= Polly and Molly =

Pair of cloned sheep

Polly and Molly (born 1997), two ewes, were the first mammals to have been successfully cloned from an adult somatic cell and to be transgenic animals at the same time. This is not to be confused with Dolly the Sheep, the first animal to be successfully cloned from an adult somatic cell where there wasn’t modification carried out on the adult donor nucleus. Polly and Molly, like Dolly the Sheep, were cloned at the Roslin Institute in Edinburgh, Scotland.

The creation of Polly and Molly built on the somatic nuclear transfer experiments that led to the cloning of Dolly the Sheep. The crucial difference was that in creating Polly and Molly, scientists used cells into which a new gene had been inserted. The gene chosen was a therapeutic protein to demonstrate the potential of such recombinant DNA technology combined with animal cloning. This could hopefully be used to produce pharmacological and therapeutic proteins to treat human diseases. The protein in question was the human blood clotting factor IX. Another difference from Dolly the Sheep was the source cell type of the nucleus that was transferred. Although Polly and Molly were nuclear clones, they had different mtDNA that was different from the nuclear cells where they received their DNA.

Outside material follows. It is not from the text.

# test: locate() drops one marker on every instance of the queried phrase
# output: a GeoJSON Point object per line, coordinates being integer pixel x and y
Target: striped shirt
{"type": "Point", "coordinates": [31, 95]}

Prior to the production of Polly and Molly, the only demonstrated way to make a transgenic animal was by microinjection of DNA into the pronuclei of fertilized oocytes (eggs). However, only a small proportion of the animals will integrate the injected DNA into their genome. In the rare cases that they do integrate this new genetic information, the pattern of expression of the injected transgene's protein due to the random integration is very variable. As the aim of such research is to produce an animal that expresses a particular protein in high levels in, for example, its milk, microinjection is a very costly procedure that does not usually produce the desired animal.

In mice, there is an additional option for genetic transfer that is not available in other animals. Embryonic stem cells provide a means to transfer new DNA into the germline. They also allow precise genetic modifications by gene targeting. Modified embryonic stem cells can be selected in vitro before the experiment moves on further for the production of an animal. Embryonic stem cells capable of contributing to the germline of livestock species such as sheep have not been isolated.

The production of Dolly the Sheep and also Megan and Morag, the two sheep that led to the production of Dolly, demonstrated that viable sheep can be produced by nuclear transfer from a variety of somatic cell types which have been cultured in vitro. Polly and Molly represented the further step in which somatic cells were cultured in vitro, just as in the case with the previous sheep. However, in this case they were transfected with foreign DNA, and the transfected cells which stably integrated this new piece of genetic information were selected. The nuclei of these somatic cells was then transferred into an empty oocyte, as in the procedure of nuclear transfer, and this was used to produce several transgenic animals. A cell type PDFF was used. PDFF5 would produce male animals and were not transduced. Cell type PDFF2 produced female animals and were transduced. Of the gestations that occurred, three PDFF2 animals were born, two of which survived birth, 7LL8 and 7LL12. These animals were transfected but contained a marker gene not the cloned gene of interest. These were named "Holly" and "Olly". Two more subsets of female-producing PDFF2 cells, PDFF2-12 and PDFF2-13, also produced animals which had the cell of interest together with the marker. Of these lambs, 7LL12, 7LL15, and 7LL13 were born alive and healthy. Two of these were named Polly and Molly.

==Transgene==
The transgene that was inserted in the donor somatic cells was designed to express the human clotting factor IX protein in the milk of sheep. This protein plays an essential role in blood coagulation, and deficiency leads to the disease haemophilia B of which treatment requires intravenous infusion of factor IX. The production of this protein in livestock milk, a process known as pharming, would provide a source of this therapeutic protein that would reduce the cost and also would be free of potential infectious risk associated with the current source of this protein (human blood).